The Cincinnati Bengals Picked the Perfect Time to Extend Geno Atkins' Contract

Andrea HangstFeatured Columnist IVSeptember 2, 2013

On Monday, the Cincinnati Bengals announced that they have agreed to a five-year, $55 million extension with defensive tackle Geno Atkins.

Seemingly flying in the face of tradition—team owner Mike Brown has long had a notorious reputation as being particularly stingy with the team's salary cap, regardless of the talent level of the players whose contracts are nearing expiry—the Bengals are now in the top five in the league on player spending this year.

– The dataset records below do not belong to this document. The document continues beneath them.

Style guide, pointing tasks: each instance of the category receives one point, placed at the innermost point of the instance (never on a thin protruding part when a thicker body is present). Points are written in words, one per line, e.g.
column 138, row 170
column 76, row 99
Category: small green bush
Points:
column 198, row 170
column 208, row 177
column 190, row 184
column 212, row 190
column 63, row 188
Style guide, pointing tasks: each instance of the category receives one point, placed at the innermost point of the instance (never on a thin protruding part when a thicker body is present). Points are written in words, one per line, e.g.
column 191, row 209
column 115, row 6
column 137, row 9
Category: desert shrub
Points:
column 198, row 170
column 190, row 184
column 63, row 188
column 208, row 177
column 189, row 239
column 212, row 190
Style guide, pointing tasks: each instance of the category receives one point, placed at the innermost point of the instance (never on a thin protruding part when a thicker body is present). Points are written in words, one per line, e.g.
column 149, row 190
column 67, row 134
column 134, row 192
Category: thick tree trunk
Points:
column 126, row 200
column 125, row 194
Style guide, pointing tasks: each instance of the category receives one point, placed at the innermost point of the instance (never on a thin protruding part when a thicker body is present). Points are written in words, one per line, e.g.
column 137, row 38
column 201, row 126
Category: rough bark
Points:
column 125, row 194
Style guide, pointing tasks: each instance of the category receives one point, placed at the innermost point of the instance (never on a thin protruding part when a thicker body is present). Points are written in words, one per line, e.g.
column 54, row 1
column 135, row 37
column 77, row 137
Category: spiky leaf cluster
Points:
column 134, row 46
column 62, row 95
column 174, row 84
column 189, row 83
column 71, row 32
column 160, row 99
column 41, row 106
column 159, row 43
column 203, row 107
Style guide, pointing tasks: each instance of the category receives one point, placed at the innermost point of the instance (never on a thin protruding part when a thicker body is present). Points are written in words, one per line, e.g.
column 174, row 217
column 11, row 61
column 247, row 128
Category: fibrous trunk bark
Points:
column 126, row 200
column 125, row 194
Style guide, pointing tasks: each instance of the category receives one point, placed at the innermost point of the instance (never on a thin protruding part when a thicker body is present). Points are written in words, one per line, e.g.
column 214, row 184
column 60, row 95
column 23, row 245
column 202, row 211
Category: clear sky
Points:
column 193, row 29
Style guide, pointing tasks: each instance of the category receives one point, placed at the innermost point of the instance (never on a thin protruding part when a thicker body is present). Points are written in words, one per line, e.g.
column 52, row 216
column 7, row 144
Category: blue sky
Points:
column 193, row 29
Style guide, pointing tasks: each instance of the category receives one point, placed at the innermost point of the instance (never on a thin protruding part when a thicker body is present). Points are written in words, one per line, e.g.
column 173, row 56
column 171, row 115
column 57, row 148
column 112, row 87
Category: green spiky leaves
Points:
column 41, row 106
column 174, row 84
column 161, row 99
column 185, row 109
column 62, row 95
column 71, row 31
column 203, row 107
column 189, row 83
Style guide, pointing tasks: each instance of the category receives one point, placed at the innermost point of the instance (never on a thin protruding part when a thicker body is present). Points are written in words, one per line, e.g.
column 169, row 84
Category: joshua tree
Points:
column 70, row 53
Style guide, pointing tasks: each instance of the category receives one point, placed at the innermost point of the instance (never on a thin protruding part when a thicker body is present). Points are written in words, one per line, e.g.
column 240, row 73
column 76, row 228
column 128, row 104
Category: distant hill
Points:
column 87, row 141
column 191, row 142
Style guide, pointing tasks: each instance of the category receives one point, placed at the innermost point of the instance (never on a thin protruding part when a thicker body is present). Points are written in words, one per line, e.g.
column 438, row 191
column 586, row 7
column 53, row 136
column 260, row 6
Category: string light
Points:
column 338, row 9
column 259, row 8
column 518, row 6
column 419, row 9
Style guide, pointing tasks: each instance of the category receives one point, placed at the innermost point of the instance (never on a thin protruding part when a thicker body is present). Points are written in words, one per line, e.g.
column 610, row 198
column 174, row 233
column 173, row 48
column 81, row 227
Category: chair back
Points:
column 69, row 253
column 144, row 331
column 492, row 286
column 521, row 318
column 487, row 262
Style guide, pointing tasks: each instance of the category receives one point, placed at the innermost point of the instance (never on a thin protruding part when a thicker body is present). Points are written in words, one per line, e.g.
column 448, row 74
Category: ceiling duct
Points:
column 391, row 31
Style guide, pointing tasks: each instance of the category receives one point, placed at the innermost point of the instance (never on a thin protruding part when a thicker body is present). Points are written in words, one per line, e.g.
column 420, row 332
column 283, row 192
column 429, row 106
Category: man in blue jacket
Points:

However, there's a good reason why the Bengals have chosen to spend so much money, especially on players like Atkins. Continuity is vital in today's NFL, especially on defense.

Cincinnati's defense had the third-most sacks in the NFL last year, with 51, and 12.5 of those belonged to Atkins, who was Pro Football Focus' top-rated defensive tackle (subscription required). He also added 13 additional quarterback hits and an astounding 53 hurries to his total quarterback pressures last year, and his presence on the defensive line had a boosting effect to the players around him.

With Atkins remaining a constant in Cincinnati, perhaps through the rest of his career, it provides the Bengals an anchor from which they can build—especially considering how much young and promising depth they have in their front seven.

The signing also means that Atkins won't have any contract-related distractions to his season and that the Bengals can avoid the constant question of when—or whether—they'd be willing to give Atkins a new deal.

In the official release, Bengals head coach Marvin Lewis said, "It puts the issue of his future behind him and the club and allows his focus to be on football and on a great start to our season." 

Now Atkins doesn't have to spend any part of the season wondering whether or not the Bengals truly value his contributions to the team. He doesn't have to concern himself with potentially being given the franchise tag in the spring. There are no questions about Atkins' importance to the Bengals' short- and long-term success, and now he can focus on football, which is what got him such an impressive contract extension to begin with.

The signing also sends a message that the present-day Bengals aren't unwilling to spend money, a perception that has dogged them for years. The fact that the Bengals have spent so much of their reserved cash this year by giving contracts to 13 of their veterans, not including Atkins (and, tellingly, eight of those to the defense), shows that there is finally a sense of satisfaction about their roster.

The front seven, in particular, has seen a lot of financial attention in 2013. Defensive end Michael Johnson is playing on an $11.175 franchise tag this season, but another double-digit sack performance should earn him a new contract next year.

Fellow defensive ends Robert Geathers and Carlos Dunlap also got new deals this year, as did linebacker Rey Maualuga. They also signed free agent James Harrison to a two-year deal in the spring. In the secondary, cornerbacks Adam Jones and Terence Newman also got extensions.

The talent of the defense appears to have trumped the organizational desire to keep any excess cash firmly in their own pockets.

The Atkins extension also sets an example for other members of Cincinnati's roster, both on offense and defense, that stellar performances will be rewarded. The ongoing public relations turnaround of the Bengals that began in 2011 when they drafted Andy Dalton and A.J. Green, and the corresponding return to postseason relevance has resulted in this being a smart franchise built for the long term. The players who have helped that happen are going to be retained.

This isn't a team that throws large contracts to undeserving players and hopefully never will be, but now it's not a team that will let its best players walk in favor of frugality. The Bengals' current level of talent is just too compelling for the old narrative to work any longer.

Atkins got the money he is worth before he really had to worry about whether he'd ever get it. Cincinatti retains its best defensive player for at least the next five years. The Bengals haven't even played their first regular-season game. This is a good sign that the new trend in Cincinnati is not to financially stiff players who deserve better but to finally recognize talent worth saving.